If you have been cleaning and working with your data in R, but want to bring your data into Mplus for modeling, there is a simple way to do so using the MplusAutomation package. We’ll have to install this package first:
install.packages("MplusAutomation")
Next, we use this package to automatically convert our data into a .dat file ready for Mplus, as well as create a starter .imp file that includes your variable names!
MplusAutomation::prepareMplusData(dat_base,filename = "AAM_Mplus.dat")
##
## -----
## Factor: gender
## Conversion:
## level number
## female 1
## male 2
## -----
##
##
## -----
## Factor: class
## Conversion:
## level number
## A 1
## B 2
## -----
##
## TITLE: Your title goes here
## DATA: FILE = "AAM_Mplus.dat";
## VARIABLE:
## NAMES = ID gender age class agen_1 agen_2 agen_3 achiev_1 achiev_2 achiev_3 motiv_1
## motiv_2 motiv_3;
## MISSING=.;
This converts our gender and class variable into numeric values, and prints a .imp starter script into your R output.
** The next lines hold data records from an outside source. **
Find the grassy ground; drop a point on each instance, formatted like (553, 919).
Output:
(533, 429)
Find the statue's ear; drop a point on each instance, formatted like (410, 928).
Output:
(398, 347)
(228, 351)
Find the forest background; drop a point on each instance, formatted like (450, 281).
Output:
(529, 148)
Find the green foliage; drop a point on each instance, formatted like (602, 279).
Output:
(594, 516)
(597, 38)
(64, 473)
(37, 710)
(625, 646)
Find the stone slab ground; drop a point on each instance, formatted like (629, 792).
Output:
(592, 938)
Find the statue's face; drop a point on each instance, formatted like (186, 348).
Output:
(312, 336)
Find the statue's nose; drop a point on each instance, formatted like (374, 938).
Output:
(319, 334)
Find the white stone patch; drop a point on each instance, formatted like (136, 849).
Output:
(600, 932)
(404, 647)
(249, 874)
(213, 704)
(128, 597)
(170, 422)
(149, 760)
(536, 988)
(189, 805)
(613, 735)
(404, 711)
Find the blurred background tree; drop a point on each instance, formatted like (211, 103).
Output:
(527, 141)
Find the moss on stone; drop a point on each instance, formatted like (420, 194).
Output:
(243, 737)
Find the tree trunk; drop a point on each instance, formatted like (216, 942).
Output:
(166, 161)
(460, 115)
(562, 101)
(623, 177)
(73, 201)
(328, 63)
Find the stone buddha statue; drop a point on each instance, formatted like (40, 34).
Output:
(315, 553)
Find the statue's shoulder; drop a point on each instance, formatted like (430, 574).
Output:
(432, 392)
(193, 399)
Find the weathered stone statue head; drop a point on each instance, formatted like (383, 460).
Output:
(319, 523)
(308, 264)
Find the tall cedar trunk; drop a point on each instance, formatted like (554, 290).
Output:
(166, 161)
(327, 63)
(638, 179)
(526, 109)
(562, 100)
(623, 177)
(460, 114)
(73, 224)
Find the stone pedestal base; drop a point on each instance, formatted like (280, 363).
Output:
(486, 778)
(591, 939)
If you want MplusAutomation to create the .imp file in your working directory, you can use the following argument:
MplusAutomation::prepareMplusData(dat_base,filename = "AAM_Mplus2.dat",inpfile = T)
##
## -----
## Factor: gender
## Conversion:
## level number
## female 1
## male 2
## -----
##
##
## -----
## Factor: class
## Conversion:
## level number
## A 1
## B 2
## -----
Now you’re all set up to use your data to model in Mplus!